Statements can be defended or attacked with other statements thus forming a hierarchical structure. When a discussion is resolved, all valid top-level statements are incorporated into the content page. All resolutions are provisional, and anyone can re-open a discussion.
If there is uncertainty about whether a statement is true, the uncertainty is quantitatively measured with subjective probabilities. A priori beliefs are updated into a posteriori beliefs based on observations (in case of factual statements) or opinions (in case of moral statements) and open criticism that is based on rationality, relevance, and other shared rules.
Opasnet functionalities for impact assessment
Teemu Rintala1, Jouni T. Tuomisto1, Einari Happonen1, Juha Villman1
1) National Institute for Health and Welfare, Kuopio, Finland
Corresponding author: Teemu Rintala (teemu.rintala(at)thl.fi)
Keywords: Opasnet, open assessment, collaborative web-workspace, modelling tools, discussion tools
Aim: To develop an all-singing-all-dancing web-workspace for performing any tasks needed in an impact assessment.
Abstract: Opasnet is a web-workspace for making impact assessments, especially open assessments.
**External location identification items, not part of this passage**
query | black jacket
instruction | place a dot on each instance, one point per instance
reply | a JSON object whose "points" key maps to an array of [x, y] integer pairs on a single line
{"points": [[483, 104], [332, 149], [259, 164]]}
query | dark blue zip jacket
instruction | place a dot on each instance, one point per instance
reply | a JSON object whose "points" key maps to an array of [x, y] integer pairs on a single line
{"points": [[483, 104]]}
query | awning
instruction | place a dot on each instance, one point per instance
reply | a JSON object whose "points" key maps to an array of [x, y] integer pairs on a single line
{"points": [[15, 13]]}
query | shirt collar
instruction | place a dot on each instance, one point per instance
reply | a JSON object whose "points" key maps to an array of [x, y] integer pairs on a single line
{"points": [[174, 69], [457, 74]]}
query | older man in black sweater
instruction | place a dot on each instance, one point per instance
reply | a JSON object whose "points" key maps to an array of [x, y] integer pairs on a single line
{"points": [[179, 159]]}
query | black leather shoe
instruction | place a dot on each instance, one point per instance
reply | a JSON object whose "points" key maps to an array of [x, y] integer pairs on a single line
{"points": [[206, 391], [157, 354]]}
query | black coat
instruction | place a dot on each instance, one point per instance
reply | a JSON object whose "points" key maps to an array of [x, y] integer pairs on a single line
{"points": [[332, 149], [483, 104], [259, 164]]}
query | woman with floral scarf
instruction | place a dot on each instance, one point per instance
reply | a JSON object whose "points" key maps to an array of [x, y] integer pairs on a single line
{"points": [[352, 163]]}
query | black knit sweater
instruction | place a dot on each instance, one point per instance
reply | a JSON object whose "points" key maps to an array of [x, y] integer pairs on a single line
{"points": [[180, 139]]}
A main objective is that all work needed in an assessment can be performed using this single interface, whether it be information collection, numerical modelling, discussions, statistical analyses on original data, publishing original research results, peer review, organising and distributing tasks within a group, or dissemination of results to decision-makers. This abstract briefly describes some of the existing functionalities.
The user interface of Opasnet is an open wiki and it is in many respects similar to Wikipedia with content pages and discussion pages, with additional functionalities for structured discussions. Assessments consist of variables which are in practice self-standing Opasnet pages. Most variables have numerical values as results, often expressed as probability distributions. Opasnet has a database that can store very flexibly almost any results that can be expressed as two-dimensional tables. Results can be uploaded and downloaded using a respective Opasnet page as interface. Further, if one variable (B) is causally dependent on variable (A), the result of A can be automatically retrieved and used in a formula for calculating B using a simulation and modelling functionality based on statistical software R.
Because Opasnet contains interconnected distributions of variables, it is also a very large Bayesian belief network, which can be used for assessment-level analyses and conditioning and optimising different decision options. Opasnet can be used to find optimal decision options and also to assess the value of further information for a particular decision.
Opasnet contains functionalities for discussing and evaluating the content of Opasnet, in addition to the main purpose for discussing real-world phenomena. The most common form of these "meta-level" functionalities are rating bars on many Opasnet pages. Users can evaluate the scientific quality and usefulness of that page. This information can then be used by the assessors to direct further work or by readers to evaluate reliability of a page content.
The users are also allowed to make peer reviews of pages. These are similar to peer reviews in scientific journals. Contribution scores can be used to estimate user contributions quantitatively, but more advanced methods are in development. Task functionality keeps task lists and sends email notifications to users to whom tasks are assigned by others.
Any information organised for any previous assessment is readily available for a new assessment on an analogous issue. Thus, the work time for data collection is reduced and efficiency is increased.
If malevolent attacks occur, a content page can be protected without restricting the discussion about, or improvement of, the content on the related discussion page; the resolutions from the discussions are simply updated to the actual content on the issue page by a trusted moderator.